Sayangnya perkembangan itu justru menjadi bumerang bagi pelaku industri e-commerce. Mereka kini sulit untuk mendapatkan tenaga kerja yang sesuai.
Penyebabnya, kurangnya pasokan tenaga kerja digital, sementara kebutuhannya terus bertambah. Mereka bahkan harus saling berebut, saling membajak karyawan.
SCROLL TO CONTINUE WITH CONTENT
Berikut ulasan selengkapnya:
RI Darurat Tenaga Kerja Digital
Foto: Pinterest
|
"Dari sisi jumlah yang paling langka software engineer karena kebutuhannya tinggi," kata Ketua Umum Asosiasi e-Commerce Indonesia (idEA) Ignatius Untung di Roemah Kuliner, Jakarta, Selasa (26/2/2019).
Untuk unicorn saja, lanjut dia, kebutuhan software engineer bisa mencapai 1.000 orang. Jumlah tersebut belum bisa diimbangi dengan kemampuan perguruan tinggi menghasilkan lulusan di bidang tersebut.
"Kalau dibandingkan lulusan satu angkatan 1 universitas saja, kayaknya nggak sampai 1.000," tuturnya.
Selain software engineer, kata Untung, Indonesia juga kekurangan tenaga ahli di bidang Product Management.
"Yang juga amat sangat langka dan mahal, tapi agak terpendam karena jumlahnya tidak tinggi yaitu produk management. Itu susah karena sekolahnya tidak ada. itu ilmu setengah teknik setengah bisnis," beber Untung.
Tenaga kerja sektor digital yang masih sulit ditemukan di Indonesia adalah tenaga analis data.

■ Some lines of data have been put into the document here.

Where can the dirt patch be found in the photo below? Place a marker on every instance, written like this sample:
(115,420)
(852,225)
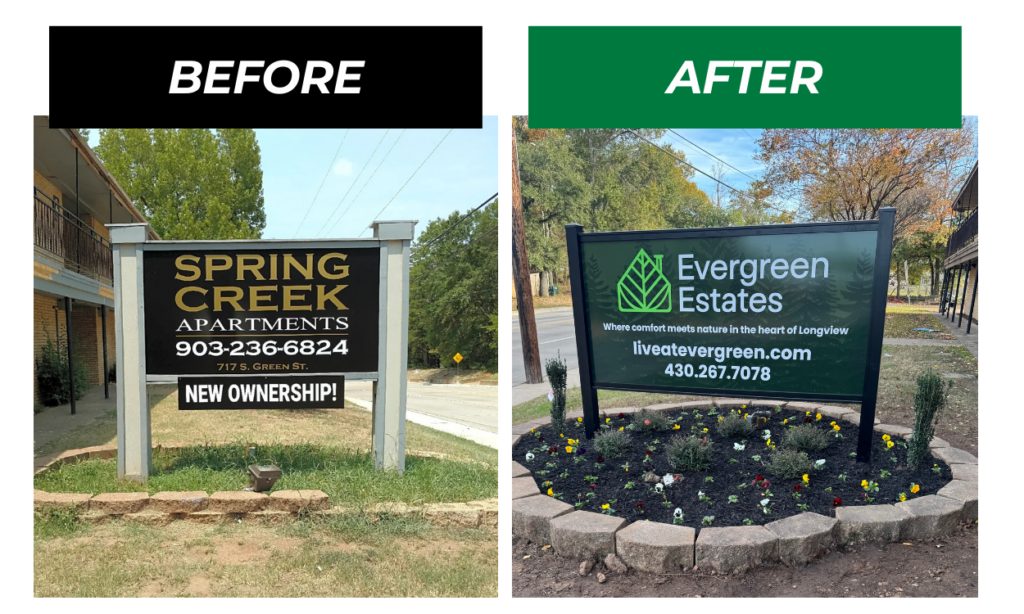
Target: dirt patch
(946,567)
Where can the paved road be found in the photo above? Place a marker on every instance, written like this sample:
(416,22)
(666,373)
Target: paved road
(471,405)
(554,334)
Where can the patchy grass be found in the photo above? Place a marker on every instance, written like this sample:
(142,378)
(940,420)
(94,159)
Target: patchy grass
(352,556)
(901,325)
(606,399)
(348,478)
(348,429)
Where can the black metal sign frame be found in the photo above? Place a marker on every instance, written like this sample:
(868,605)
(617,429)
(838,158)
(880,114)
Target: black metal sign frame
(574,237)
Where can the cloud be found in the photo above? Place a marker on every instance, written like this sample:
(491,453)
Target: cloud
(343,167)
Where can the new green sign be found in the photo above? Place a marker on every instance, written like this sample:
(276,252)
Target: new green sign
(744,77)
(778,312)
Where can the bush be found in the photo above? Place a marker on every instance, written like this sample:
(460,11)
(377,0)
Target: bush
(806,438)
(556,376)
(928,400)
(52,376)
(734,426)
(611,444)
(648,422)
(788,464)
(688,453)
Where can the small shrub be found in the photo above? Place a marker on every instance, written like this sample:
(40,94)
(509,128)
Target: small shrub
(788,464)
(806,438)
(556,376)
(734,426)
(688,453)
(649,422)
(52,375)
(611,444)
(928,400)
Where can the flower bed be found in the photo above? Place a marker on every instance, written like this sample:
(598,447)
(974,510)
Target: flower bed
(739,486)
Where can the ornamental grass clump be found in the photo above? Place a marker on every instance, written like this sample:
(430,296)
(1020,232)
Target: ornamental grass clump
(733,425)
(806,438)
(689,453)
(611,444)
(788,464)
(928,400)
(649,422)
(556,376)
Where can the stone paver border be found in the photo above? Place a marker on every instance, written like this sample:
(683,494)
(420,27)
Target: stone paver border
(200,507)
(658,547)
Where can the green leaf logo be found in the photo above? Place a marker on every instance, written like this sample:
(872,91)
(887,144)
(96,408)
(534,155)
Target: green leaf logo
(643,289)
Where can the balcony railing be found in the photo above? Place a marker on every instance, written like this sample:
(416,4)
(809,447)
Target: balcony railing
(965,233)
(65,237)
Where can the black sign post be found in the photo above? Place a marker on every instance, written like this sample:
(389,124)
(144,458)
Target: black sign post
(788,311)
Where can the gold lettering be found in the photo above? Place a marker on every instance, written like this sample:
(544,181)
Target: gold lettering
(291,262)
(179,298)
(289,297)
(257,264)
(340,270)
(255,298)
(180,263)
(227,294)
(323,298)
(210,266)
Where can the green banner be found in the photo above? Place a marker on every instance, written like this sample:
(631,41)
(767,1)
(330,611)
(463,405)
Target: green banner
(772,313)
(744,77)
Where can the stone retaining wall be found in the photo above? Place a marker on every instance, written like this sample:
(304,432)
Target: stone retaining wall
(660,547)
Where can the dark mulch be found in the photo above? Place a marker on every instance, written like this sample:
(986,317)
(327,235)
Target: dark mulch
(566,475)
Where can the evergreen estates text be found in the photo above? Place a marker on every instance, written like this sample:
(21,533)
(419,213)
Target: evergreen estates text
(749,271)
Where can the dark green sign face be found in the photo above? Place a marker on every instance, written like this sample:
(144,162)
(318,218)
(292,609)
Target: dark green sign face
(778,313)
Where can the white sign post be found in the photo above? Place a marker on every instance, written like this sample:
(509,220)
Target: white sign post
(388,430)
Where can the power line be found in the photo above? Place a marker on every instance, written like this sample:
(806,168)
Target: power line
(326,175)
(453,226)
(356,198)
(466,247)
(353,182)
(712,155)
(411,177)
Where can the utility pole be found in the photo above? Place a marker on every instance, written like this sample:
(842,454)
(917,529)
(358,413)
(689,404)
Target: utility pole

Padahal, peran analis data dalam bisnis e-commerce sangat penting dalam menentukan strategi dan kelangsungan bisnis itu sendiri di masa depan.
"Ketiga sebenarnya data. Data ini banyak sekolah statistik, tapi masih ada gap. Kalau omongin data sebagai data provider (penyedia data) nggak susah. Tapi data analytic (analis data) yang susah," beber dia
Pemain e-Commerce Saling Bajak SDM
Foto: internet
|
Akibat terbatasnya jumlah tenaga kerja di sektor tersebut, para pelaku usaha akhirnya saling 'bajak' tenaga kerja atau sumberdaya manusia (SDM).
"SDM masalahnya memang saling ambil, saling intip dengan tawaran yang berlipat-lipat. Kenapa kita harus saling bajak karena kekurangan di pasar," kata Ketua Dewan Pengawas Asosiasi e-Commerce Indonesia (idEA) Hendrik Tio di Roemah Kuliner, Jakarta, Selasa (26/2/2019).
Kelangkaan tenaga kerja sektor digital di Indonesia ternyata sudah tersebar ke mancanegara. Akibatnya, banyak lulusan perguruan tinggi di luar negeri yang akhirnya memilih pulang kampung.
Namun, tentu saja kondisi itu tak serta merta memuluskan langkah e-commerce untuk mendapatkan tenaga kerja yang dibutuhkan. 'Ada harga ada rupa', kira-kira demikian ungkapan yang bisa disematkan ke pada para tenaga kerja terampil sektor digital. Kemampuan yang memadai, selalu diikuti dengan standar upah yang tinggi.
"Belum lagi kalau bisa yang qualified. Selain sumbangsih sari perguruan tinggi itu jadi populer banyak juga teman yg dari luar negeri kembali ke Indonesia menjadi SDM yang bagus. Tapi bayar mereka itu kadang mahal banget. Kita yang kecil enggak kuat," tandas dia.
Saking Langkanya, Tenaga Kerja Digital Ada yang Bergaji Rp 90 Juta
Foto: Muhammad Ridho
|
"Kalau bisa yang qualified. Selain sumbangsih dari perguruan tinggi itu jadi populer banyak juga teman yg dari luar negeri kembali ke Indonesia menjadi SDM yang bagus. Tapi bayar mereka itu kadang mahal banget," kata Ketua Dewan Pengawas Asosiasi e-Commerce Indonesia (idEA) Hendrik Tio di Roemah Kuliner, Jakarta, Selasa (26/2/2019).
Salah satu SDM di industri digital yang paling mahal adalah bagi mereka yang sudah punya pengalaman bekerja di luar negeri. Hendrik mengakatakan bahkan gajinya bisa sampai Rp 90 juta.
"Teman yang dari luar negeri kembali ke Indonesia menjadi SDM yang bagus. Tapi bayar mereka itu kadang mahal banget. Kita yang kecil enggak kuat. Untuk diaspora sekali bayar bisa Rp 80 juta Rp 90 juta. Tapi yang e-commerce yang gede berani bayar karena hasilnya juga gede," ujarnya.